In the neuroblastoma GWAS, rs4336470 and other SNPs were identified within an LD block overlapping the HACE1 gene, while an additional SNP (rs17065417) within LIN28B constituted an independent association signal (Diskin et al. 2012). Both signals associated with neuroblastoma in Caucasian children from the USA, the UK and Italy (Diskin et al. 2012) as well as African Americans (Diskin et al. 2012) and Southern Chinese (Zhang et al. 2017b; He et al. 2016a). Unlike the previous GWAS loci, SNPs at 6q16 displayed no correlation with the neuroblastoma risk group; however, low expression of HACE1 and high expression of LIN28B associated with high risk tumors and worse survival, consistent with a role for HACE1 as a neuroblastoma tumor suppressor and LIN28B as an oncogene. Genotype at the HACE1 locus did not correlate with HACE1 expression but homozygosity for risk alleles at rs17065417 within LIN28B correlated with increased LIN28B, decreased let-7 and increased MYCN expression. Importantly, LIN28B knockdown inhibited growth in neuroblastoma cellular models carrying the risk allele at rs17065417 (Diskin et al. 2012).

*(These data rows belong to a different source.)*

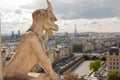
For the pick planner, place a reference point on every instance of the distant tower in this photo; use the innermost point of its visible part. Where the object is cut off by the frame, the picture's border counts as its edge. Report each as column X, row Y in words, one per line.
column 75, row 29
column 18, row 32
column 12, row 33
column 1, row 63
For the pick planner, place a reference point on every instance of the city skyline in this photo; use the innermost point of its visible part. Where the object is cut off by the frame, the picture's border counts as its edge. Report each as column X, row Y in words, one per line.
column 89, row 16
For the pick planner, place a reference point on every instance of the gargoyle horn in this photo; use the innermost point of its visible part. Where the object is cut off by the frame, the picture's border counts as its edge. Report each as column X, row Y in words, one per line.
column 49, row 5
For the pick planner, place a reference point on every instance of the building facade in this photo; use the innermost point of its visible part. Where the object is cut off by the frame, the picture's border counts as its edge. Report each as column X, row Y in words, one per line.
column 113, row 60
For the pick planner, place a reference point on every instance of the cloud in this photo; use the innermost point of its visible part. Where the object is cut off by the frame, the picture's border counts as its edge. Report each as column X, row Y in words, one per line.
column 88, row 9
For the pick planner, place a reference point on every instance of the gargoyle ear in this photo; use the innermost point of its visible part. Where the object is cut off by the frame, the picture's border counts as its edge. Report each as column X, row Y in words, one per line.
column 43, row 14
column 49, row 5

Further mechanistic studies showed that LIN28B promotes neuroblastoma tumorigenesis through its effects on both MYCN and AURKA, the same kinase that was previously implicated in the oncogenic function of BARD1β (Bosse et al. 2012). LIN28B expression decreases let-7 levels, resulting in a de-repression of MYCN; this induced the development of MYCN-expressing neuroblastoma tumors in mice (Molenaar et al. 2012). Additionally, LIN28B promotes signaling of the GTPase Ras-associated nuclear protein (RAN), both by mitigating let-7 targeting of RAN and by directly binding RAN mRNA (Schnepp et al. 2015). RAN induces the phosphorylation of AURKA, which was also found to be a let-7 target. This demonstrates that LIN28B signaling converges on MYCN and AURKA through multiple mechanisms, revealing a potential therapeutic avenue for combinatorial trials targeting LIN28B-controlled pathways in neuroblastoma (Schnepp and Diskin 2016). Additionally, aberrant LIN28B/let-7 signaling was also recently discovered to promote glycolytic metabolism in neuroblastoma (Lozier et al. 2015), revealing a novel vulnerability to the ornithine decarboxylase inhibitor difluoromethylornithine (DMFO), which is currently in clinical trials for neuroblastoma (Bassiri et al. 2015).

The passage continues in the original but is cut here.